Do you think the movement of the rotor is mostly axle thrust play or axle bending moment from vertical and horizontal forces (mainly cornering)?

If the amount of knockback gets proportionally worse as you corner harder, I'd guess mostly bending. If it happens even during easy street driving, I'd guess mostly axle play. I'm assuming end play etc feels/measures tight with the car on jack stands?

[Sleeper68]

If the amount of knockback gets proportionally worse as you corner harder, I'd guess mostly bending. If it happens even during easy street driving, I'd guess mostly axle play. I'm assuming end play etc feels/measures tight with the car on jack stands?
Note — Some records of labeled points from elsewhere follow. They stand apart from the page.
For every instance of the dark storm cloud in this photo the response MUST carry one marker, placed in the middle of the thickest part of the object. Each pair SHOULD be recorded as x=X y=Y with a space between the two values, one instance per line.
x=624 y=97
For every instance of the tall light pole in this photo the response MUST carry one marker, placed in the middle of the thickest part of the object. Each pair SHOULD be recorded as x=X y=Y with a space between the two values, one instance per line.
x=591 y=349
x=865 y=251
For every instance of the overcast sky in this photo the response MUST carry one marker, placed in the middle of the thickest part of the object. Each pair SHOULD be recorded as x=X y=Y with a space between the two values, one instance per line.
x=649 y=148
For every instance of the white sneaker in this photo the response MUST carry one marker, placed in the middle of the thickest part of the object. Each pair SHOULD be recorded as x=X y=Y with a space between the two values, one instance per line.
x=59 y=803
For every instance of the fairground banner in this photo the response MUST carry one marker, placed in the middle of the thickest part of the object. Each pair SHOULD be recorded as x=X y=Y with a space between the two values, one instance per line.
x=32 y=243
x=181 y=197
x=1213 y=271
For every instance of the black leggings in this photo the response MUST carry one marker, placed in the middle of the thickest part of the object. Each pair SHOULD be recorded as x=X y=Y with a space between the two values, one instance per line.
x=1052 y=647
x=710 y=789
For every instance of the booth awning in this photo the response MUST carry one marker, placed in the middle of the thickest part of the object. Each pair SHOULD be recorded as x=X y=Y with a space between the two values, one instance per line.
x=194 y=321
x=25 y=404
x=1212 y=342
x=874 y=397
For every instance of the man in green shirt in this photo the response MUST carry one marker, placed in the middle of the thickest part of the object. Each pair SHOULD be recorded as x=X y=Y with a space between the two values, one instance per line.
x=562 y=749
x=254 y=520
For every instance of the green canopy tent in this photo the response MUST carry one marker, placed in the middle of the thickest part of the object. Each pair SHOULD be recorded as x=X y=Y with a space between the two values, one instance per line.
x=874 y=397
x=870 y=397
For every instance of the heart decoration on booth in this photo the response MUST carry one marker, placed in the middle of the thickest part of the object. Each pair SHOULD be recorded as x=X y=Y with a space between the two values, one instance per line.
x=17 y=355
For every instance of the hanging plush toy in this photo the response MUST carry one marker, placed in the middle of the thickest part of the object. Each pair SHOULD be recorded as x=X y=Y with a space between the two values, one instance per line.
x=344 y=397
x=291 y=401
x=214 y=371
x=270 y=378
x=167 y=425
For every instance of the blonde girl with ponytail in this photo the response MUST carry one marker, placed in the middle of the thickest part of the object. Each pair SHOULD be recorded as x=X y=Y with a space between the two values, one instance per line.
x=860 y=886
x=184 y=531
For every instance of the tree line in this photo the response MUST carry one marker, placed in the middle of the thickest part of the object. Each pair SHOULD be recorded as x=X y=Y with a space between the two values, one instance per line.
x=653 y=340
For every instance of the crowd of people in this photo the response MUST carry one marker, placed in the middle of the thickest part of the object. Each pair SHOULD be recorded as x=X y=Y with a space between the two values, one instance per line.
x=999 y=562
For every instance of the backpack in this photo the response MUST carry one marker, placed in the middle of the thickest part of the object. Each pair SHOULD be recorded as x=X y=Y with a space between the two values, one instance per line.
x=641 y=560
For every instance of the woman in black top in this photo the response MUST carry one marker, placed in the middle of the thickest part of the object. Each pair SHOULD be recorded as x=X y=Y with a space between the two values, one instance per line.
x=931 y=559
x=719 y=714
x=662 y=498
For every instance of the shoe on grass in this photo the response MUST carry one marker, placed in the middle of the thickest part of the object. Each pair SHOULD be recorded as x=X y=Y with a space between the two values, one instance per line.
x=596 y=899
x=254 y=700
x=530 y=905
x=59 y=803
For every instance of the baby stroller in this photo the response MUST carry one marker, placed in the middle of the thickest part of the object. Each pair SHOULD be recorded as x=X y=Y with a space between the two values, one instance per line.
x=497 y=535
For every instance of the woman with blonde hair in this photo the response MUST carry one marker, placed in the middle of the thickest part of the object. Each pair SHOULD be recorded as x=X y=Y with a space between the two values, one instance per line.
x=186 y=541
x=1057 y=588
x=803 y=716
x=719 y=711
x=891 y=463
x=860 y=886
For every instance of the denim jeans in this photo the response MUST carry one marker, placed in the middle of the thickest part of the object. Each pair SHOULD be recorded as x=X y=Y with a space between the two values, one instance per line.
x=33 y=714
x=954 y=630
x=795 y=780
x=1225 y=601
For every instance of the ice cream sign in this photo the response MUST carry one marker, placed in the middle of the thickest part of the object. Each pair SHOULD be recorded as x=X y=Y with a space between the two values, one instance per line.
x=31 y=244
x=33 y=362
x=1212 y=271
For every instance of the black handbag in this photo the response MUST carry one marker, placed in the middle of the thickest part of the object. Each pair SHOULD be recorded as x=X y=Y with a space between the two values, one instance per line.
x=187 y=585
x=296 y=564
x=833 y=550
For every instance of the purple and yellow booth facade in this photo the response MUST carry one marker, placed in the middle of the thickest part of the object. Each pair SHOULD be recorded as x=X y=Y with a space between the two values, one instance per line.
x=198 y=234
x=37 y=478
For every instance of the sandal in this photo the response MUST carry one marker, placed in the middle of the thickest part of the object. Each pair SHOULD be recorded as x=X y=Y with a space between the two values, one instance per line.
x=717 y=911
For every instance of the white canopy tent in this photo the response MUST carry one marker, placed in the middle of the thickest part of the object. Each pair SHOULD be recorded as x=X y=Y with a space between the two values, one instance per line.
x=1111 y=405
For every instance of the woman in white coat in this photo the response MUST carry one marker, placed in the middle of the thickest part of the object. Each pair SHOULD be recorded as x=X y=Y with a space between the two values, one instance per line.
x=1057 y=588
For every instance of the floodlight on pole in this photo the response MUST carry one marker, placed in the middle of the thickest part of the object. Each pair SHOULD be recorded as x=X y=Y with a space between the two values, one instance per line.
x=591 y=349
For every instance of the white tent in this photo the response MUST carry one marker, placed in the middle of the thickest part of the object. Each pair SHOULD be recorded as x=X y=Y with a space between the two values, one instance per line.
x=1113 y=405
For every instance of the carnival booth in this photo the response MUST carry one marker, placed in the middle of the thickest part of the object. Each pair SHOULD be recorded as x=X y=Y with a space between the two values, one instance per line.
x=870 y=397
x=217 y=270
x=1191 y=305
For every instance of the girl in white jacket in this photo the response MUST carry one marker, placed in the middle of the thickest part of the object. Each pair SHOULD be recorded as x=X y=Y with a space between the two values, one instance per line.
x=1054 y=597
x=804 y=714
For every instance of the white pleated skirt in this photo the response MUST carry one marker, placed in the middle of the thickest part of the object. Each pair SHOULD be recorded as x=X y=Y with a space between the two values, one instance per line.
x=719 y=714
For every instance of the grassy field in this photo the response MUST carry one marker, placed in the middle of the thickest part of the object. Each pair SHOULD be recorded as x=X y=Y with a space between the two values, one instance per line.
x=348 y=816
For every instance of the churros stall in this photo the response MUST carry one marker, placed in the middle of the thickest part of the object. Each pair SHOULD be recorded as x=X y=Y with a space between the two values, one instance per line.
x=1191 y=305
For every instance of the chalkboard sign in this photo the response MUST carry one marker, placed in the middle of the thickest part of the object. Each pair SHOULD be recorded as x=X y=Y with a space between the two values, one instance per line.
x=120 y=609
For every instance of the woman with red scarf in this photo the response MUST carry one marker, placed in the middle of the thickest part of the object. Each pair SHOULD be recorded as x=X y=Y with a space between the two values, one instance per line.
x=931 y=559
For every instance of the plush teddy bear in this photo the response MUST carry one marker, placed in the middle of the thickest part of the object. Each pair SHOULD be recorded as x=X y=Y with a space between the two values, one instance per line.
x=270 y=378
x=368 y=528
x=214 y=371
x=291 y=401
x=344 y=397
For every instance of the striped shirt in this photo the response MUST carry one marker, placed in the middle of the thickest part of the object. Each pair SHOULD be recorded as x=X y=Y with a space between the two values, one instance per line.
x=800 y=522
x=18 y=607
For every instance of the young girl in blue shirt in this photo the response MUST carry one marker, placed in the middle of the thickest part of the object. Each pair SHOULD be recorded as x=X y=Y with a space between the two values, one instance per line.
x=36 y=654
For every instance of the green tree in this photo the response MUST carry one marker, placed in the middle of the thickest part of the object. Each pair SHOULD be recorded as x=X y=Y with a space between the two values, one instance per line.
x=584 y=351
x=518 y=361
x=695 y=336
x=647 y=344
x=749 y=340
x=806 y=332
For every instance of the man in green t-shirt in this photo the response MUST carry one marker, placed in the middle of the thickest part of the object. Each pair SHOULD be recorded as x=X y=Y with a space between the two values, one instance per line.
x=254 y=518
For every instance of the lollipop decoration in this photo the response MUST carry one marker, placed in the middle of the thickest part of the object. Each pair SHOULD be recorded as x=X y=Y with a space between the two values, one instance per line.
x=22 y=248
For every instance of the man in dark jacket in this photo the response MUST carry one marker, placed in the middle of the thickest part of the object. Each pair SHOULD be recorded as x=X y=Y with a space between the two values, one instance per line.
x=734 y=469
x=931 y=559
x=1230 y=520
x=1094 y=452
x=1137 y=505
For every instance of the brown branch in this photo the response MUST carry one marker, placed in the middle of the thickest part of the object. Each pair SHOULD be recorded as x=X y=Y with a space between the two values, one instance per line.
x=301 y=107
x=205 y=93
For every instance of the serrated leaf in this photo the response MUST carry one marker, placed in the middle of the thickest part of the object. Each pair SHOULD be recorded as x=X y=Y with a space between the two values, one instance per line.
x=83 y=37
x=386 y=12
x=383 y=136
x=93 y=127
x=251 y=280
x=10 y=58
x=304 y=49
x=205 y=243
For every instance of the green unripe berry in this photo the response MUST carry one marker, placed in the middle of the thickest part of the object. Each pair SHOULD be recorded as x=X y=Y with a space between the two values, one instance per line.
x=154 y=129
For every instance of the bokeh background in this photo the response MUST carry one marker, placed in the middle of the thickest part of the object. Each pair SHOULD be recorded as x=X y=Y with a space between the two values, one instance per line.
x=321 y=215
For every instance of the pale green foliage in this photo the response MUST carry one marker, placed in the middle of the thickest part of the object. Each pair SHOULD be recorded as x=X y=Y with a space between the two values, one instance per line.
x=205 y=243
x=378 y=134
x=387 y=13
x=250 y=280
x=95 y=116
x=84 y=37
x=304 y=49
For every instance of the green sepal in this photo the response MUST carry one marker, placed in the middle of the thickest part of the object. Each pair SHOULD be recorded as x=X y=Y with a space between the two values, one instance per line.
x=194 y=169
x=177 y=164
I am not sure if the knockback gets much worse as cornering accel goes up. What I do know for certain is the knockback gets worse as the number of corners taken without braking increases. Mountain roads are the worst; especially after a series of corners through which the brakes were not applied. The knockback is nowhere near as bad when autocrossing, seemingly because the brakes are used much more often, maybe 2-3 turns max between brake applications.



Even a sustained "interstate" corner at highway speeds can generate some perceivable knockback.

Axle thrust play is approx 0.030-0.060" each side from my recollection. I will verify with an indicator.